Nous vivons dans un monde de dualité. Aussi les différentes dimensions de l’existence se déclinent-elles souvent selon des polarités opposées : féminin masculin, individu et groupe, vie privé et vie professionnelle, raison et intuition, formel et informel, écoute et expression, intériorisation et extériorisation, authenticité personnelle et adaptation au groupe, Bien et Mal, violence et douceur, etc.

Ces polarités opposées sont aussi complémentaires, et il me semble que l’art de l’lnterculturel, c’est de réconcilier les apparentes divergences, de trouver une articulation qui permette de faire coïncider des approches apparemment différentes.

Cet effort de synthèse  et d’unification demande une bonne dose d’humilité et une capacité à s’ajuster pour retrouver derrière chaque situation un point d’équilibre juste, et se rappeler ce qui nous unit au delà de ce qui nous divise !

Cette posture « équilibrante » et inclusive fait en particulier écho à de nombreuses sagesses traditionnelles.

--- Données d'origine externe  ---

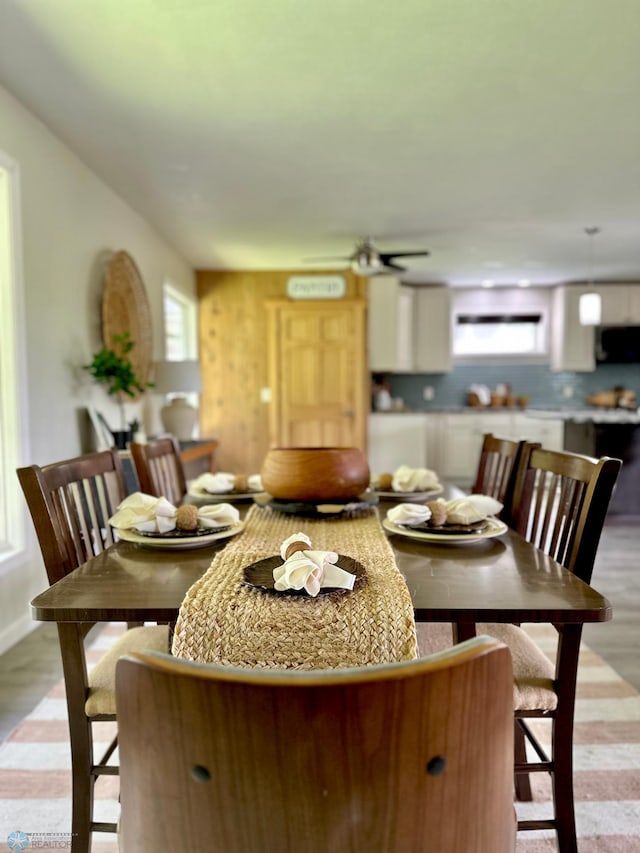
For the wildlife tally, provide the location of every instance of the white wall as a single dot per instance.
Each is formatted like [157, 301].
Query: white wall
[71, 223]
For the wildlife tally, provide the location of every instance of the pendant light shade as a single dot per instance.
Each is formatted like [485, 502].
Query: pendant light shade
[590, 306]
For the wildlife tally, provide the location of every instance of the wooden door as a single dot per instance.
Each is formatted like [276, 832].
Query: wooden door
[318, 374]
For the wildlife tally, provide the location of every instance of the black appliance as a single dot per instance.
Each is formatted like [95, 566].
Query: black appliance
[618, 345]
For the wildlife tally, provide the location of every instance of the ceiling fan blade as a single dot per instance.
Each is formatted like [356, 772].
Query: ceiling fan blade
[385, 257]
[325, 260]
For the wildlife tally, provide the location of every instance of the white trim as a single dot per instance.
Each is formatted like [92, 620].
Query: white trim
[13, 394]
[190, 330]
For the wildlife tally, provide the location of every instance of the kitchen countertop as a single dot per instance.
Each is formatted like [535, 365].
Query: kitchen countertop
[578, 415]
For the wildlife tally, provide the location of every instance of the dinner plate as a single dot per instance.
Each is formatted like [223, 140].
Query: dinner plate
[495, 528]
[318, 509]
[260, 575]
[176, 542]
[406, 497]
[219, 497]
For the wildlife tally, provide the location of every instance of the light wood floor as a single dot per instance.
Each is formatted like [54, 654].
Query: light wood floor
[32, 667]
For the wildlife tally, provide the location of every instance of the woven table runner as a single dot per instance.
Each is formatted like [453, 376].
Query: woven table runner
[224, 620]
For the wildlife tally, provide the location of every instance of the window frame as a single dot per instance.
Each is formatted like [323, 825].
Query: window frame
[13, 379]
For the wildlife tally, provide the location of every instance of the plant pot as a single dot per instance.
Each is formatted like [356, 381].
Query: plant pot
[121, 438]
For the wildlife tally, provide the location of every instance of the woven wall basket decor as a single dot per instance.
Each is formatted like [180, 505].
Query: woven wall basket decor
[125, 308]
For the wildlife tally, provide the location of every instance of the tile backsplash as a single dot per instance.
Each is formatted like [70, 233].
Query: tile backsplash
[543, 388]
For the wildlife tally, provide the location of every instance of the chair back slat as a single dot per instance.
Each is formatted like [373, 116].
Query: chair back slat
[497, 469]
[408, 757]
[159, 468]
[70, 503]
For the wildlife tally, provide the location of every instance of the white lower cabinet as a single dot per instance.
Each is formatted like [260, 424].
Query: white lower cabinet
[397, 439]
[450, 443]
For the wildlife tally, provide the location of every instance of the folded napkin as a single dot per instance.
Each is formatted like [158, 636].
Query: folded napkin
[223, 483]
[459, 511]
[156, 515]
[304, 568]
[472, 508]
[215, 484]
[407, 479]
[409, 514]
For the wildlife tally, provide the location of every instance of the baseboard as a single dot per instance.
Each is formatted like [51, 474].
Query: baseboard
[16, 631]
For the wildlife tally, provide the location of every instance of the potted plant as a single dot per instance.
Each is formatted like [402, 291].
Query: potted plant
[112, 368]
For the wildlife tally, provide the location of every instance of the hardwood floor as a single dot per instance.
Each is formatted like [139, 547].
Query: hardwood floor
[32, 667]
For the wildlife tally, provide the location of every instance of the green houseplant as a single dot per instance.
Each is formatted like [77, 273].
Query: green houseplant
[112, 368]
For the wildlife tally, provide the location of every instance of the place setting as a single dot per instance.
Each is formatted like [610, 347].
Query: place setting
[467, 519]
[156, 523]
[301, 570]
[407, 484]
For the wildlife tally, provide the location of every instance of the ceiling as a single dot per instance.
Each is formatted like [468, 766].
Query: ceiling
[255, 134]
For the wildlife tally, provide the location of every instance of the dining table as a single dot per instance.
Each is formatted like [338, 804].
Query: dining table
[501, 578]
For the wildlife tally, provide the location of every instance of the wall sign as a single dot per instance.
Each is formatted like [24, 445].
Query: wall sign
[316, 287]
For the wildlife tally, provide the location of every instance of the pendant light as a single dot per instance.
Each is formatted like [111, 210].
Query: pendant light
[590, 306]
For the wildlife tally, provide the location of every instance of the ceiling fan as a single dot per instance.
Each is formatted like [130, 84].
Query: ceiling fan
[367, 260]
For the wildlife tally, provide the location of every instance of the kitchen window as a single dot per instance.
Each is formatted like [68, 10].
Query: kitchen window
[518, 335]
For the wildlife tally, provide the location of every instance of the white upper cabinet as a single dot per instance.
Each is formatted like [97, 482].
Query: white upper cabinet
[572, 346]
[620, 304]
[390, 324]
[433, 330]
[409, 327]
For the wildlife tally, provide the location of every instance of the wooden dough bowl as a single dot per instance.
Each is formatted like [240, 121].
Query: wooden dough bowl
[315, 473]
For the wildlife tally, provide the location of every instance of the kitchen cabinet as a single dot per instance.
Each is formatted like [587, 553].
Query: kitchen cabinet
[390, 325]
[572, 346]
[450, 442]
[397, 438]
[433, 330]
[620, 304]
[459, 439]
[409, 327]
[459, 442]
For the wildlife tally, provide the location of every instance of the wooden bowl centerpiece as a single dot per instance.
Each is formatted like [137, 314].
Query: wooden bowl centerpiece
[315, 473]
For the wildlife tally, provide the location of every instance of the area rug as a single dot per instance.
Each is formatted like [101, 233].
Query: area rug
[35, 784]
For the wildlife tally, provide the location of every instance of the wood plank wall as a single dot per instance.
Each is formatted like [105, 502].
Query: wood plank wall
[233, 344]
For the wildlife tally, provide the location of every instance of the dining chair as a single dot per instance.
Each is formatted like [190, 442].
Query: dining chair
[393, 757]
[560, 502]
[159, 468]
[496, 472]
[70, 503]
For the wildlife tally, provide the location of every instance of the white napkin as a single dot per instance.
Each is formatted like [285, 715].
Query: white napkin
[310, 570]
[150, 514]
[472, 508]
[409, 514]
[146, 513]
[255, 483]
[407, 479]
[215, 484]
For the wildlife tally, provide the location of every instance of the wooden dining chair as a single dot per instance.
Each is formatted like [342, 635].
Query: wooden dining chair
[496, 473]
[159, 468]
[412, 756]
[70, 503]
[560, 503]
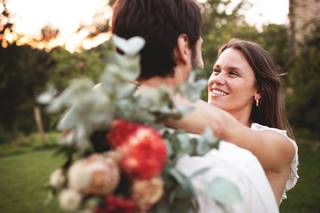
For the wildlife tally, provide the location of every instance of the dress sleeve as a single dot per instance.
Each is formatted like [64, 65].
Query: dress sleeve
[293, 176]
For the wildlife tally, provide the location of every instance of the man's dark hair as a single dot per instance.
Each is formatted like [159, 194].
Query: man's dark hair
[159, 22]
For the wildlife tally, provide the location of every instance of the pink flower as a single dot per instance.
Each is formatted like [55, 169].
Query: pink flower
[144, 151]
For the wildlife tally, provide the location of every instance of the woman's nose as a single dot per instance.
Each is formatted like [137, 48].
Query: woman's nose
[219, 78]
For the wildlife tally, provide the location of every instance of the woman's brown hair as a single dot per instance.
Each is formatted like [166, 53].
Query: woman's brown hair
[271, 110]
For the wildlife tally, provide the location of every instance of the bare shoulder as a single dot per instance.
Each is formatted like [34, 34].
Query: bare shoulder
[279, 143]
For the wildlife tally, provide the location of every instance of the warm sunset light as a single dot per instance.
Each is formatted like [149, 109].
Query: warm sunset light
[45, 24]
[81, 24]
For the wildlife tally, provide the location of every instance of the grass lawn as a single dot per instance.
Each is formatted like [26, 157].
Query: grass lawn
[23, 176]
[23, 179]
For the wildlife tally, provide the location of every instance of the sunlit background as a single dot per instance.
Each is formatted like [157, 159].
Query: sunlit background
[81, 24]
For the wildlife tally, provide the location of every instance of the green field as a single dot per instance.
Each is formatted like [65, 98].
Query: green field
[24, 173]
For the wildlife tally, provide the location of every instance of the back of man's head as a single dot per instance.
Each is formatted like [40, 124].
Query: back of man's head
[159, 22]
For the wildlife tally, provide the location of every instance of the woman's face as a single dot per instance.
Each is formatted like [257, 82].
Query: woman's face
[232, 84]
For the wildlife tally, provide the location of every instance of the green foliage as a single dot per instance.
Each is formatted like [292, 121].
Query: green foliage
[304, 98]
[24, 72]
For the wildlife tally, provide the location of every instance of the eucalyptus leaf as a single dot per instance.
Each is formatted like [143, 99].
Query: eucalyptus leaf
[47, 96]
[199, 172]
[224, 191]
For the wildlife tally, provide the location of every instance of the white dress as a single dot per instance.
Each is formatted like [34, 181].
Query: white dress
[240, 167]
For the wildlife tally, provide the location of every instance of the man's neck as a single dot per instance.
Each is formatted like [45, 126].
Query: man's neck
[158, 81]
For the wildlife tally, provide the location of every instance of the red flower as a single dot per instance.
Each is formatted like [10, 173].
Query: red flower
[117, 205]
[120, 132]
[144, 151]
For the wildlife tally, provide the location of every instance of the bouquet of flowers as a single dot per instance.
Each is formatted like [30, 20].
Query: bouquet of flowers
[119, 157]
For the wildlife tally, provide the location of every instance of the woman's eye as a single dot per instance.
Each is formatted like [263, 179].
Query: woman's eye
[216, 71]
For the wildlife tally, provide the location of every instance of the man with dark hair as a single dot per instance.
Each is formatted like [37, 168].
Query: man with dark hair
[171, 29]
[164, 24]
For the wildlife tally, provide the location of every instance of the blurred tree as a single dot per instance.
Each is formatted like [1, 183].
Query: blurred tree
[304, 100]
[23, 73]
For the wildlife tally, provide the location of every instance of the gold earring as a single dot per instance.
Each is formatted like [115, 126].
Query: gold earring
[257, 102]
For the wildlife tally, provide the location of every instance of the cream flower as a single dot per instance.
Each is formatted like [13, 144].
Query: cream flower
[147, 192]
[57, 179]
[94, 175]
[69, 199]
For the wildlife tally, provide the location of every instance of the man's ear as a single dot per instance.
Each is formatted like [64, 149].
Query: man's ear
[182, 52]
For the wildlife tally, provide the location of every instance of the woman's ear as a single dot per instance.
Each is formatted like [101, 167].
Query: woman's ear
[182, 52]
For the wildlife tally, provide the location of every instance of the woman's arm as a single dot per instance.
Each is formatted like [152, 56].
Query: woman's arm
[272, 149]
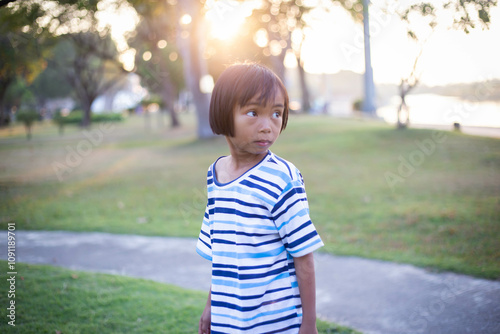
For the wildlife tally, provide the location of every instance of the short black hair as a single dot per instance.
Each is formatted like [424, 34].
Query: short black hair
[237, 85]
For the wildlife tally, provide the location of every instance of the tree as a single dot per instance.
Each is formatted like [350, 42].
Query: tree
[279, 21]
[27, 118]
[467, 15]
[20, 54]
[90, 66]
[157, 61]
[191, 41]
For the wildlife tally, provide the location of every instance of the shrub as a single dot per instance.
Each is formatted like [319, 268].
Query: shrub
[76, 116]
[27, 117]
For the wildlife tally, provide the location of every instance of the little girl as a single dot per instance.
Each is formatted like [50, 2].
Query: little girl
[256, 230]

Je profite de cet article pour inclure ci-dessous le magnifique poème de If de Rudyard Kipling qui en est me semble t-il une bonne illustration. Et également deux version en musique : Ì Muvrini et Grand Corps Malade : ici (version bilingue Fr/Corse) et Bernard Lavilliers : ici

 

 

SI… (TU SERAS UN HOMME, MON FILS)

Si tu peux voir détruit l’ouvrage de ta vie
Et sans dire un seul mot te mettre à rebâtir,
Ou perdre en un seul coup le gain de cent parties
Sans un geste et sans un soupir ;

Si tu peux être amant sans être fou d’amour,
Si tu peux être fort sans cesser d’être tendre,
Et, te sentant haï, sans haïr à ton tour,
Pourtant lutter et te défendre ;

Si tu peux supporter d’entendre tes paroles
Travesties par des gueux pour exciter des sots,
Et d’entendre mentir sur toi leurs bouches folles
Sans mentir toi-même d’un mot ;

Si tu peux rester digne en étant populaire,
Si tu peux rester peuple en conseillant les rois,
Et si tu peux aimer tous tes amis en frère,
Sans qu’aucun d’eux soit tout pour toi ;

Si tu sais méditer, observer et connaitre,
Sans jamais devenir sceptique ou destructeur,
Rêver, mais sans laisser ton rêve être ton maitre,
Penser sans n’être qu’un penseur ;

Si tu peux être dur sans jamais être en rage,
Si tu peux être brave et jamais imprudent,
Si tu sais être bon, si tu sais être sage,
Sans être moral ni pédant ;

Si tu peux rencontrer Triomphe après Défaite
Et recevoir ces deux menteurs d’un même front,
Si tu peux conserver ton courage et ta tête
Quand tous les autres les perdront,

Alors les Rois, les Dieux, la Chance et la Victoire
Seront à tout jamais tes esclaves soumis,
Et, ce qui vaut mieux que les Rois et la Gloire
Tu seras un homme, mon fils.

IF

If you can keep your head when all about you
Are losing theirs and blaming it on you,
If you can trust yourself when all men doubt you.
But make allowance for their doubting too;
If you can wait and not be tired by waiting.
Or being lied about, don’t deal in lies,
Or being hated, don’t give way to hating,
And yet don’t look too good, nor talk too wise:

If you can dream —and not make dreams your master
If you can think —and not make thoughts your aim
If you can meet Triumph and Disaster
And treat those two impostors just the same;
If you can bear to hear the truth you’ve spoken
Twisted by knaves to make a trap for fools.
Or watch the things you gave your life to broken,
And stoop and build’em up with worn-out tools:

If you can make one heap of all your winnings
And risk it on one turn of pitch-and-toss,
And lose, and start again at your beginnings
And never breathe a word about your loss;
If you can force your heart and nerve and sinew
To serve your turn long after they are gone,
And so hold on when there is nothing in you
Except the Will which says to them: “Hold on!”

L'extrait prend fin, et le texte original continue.